The number of home-schooled kids hit 1.5 million in 2007, up 74% from when the Department of Education’s National Center for Education Statistics started keeping track in 1999, and up 36% since 2003. The percentage of the school-age population that was home-schooled increased from 2.2% in 2003 to 2.9% in 2007. “There’s no reason to believe it would not keep going up,” says Gail Mulligan, a statistician at the center.
Traditionally, the biggest motivations for parents to teach their children at home have been moral or religious reasons, and that remains a top pick when parents are asked to explain their choice.
The 2003 survey gave parents six reasons to pick as their motivation. (They could choose more than one.) The 2007 survey added a seventh: an interest in a “non-traditional approach,” a reference to parents dubbed “unschoolers,” who regard standard curriculum methods and standardized testing as counterproductive to a quality education.
“We wanted to identify the parents who are part of the ‘unschooling’ movement,” Mulligan says. The “unschooling” group is viewed by educators as a subset of home-schoolers, who generally follow standard curriculum and grading systems. “Unschoolers” create their own systems.
The category of “other reasons” rose to 32% in 2007 from 20% in 2003 and included family time and finances. That suggests the demographics are expanding beyond conservative Christian groups, says Robert Kunzman, an associate professor at Indiana University’s School of Education. Anecdotal evidence indicates many parents want their kids to learn at their own pace, he says.
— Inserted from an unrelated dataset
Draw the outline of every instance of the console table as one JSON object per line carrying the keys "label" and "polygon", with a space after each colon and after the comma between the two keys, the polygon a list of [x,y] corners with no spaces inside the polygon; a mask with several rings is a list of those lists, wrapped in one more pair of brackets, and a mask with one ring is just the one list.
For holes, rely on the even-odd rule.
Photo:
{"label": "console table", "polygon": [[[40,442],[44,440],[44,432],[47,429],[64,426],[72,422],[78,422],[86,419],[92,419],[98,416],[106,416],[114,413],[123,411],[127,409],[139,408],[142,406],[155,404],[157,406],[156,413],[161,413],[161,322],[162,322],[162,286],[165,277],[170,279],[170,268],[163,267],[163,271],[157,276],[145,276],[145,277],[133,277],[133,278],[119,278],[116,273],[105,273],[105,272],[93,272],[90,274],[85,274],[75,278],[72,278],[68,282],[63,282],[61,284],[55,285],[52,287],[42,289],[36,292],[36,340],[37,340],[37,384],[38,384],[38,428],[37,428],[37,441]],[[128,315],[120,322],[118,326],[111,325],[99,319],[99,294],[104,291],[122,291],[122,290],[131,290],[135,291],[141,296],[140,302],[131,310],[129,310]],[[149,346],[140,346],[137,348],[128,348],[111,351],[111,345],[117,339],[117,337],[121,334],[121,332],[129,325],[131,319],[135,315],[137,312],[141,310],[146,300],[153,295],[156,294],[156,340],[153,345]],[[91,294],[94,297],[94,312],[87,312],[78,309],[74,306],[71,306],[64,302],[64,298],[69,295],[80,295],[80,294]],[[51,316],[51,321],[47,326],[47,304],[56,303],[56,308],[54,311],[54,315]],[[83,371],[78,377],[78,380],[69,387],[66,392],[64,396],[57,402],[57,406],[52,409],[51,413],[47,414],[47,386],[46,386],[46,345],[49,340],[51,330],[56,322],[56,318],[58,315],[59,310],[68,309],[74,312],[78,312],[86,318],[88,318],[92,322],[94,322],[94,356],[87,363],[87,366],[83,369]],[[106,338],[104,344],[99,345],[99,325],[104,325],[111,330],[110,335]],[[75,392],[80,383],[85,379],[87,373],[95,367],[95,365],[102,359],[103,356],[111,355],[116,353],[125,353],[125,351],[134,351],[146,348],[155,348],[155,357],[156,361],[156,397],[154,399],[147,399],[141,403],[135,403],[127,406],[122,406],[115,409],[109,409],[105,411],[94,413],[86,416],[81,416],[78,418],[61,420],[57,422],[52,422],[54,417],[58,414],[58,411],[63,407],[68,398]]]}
Fewer home-schoolers were enrolled part time in traditional schools to study subjects their parents lack knowledge to teach. Eighteen percent were enrolled part time in 1999 and 2003, compared with 16% in 2007. Kunzman says this might be because of the availability of online instruction.
The 2007 estimates are based on data from the Parent and Family Involvement in Education Survey of the National Household Education Surveys. Brian Ray, president of the National Home Education Research Institute, says the estimates are low because home-schooling parents “are significantly less likely to answer government-sponsored surveys.”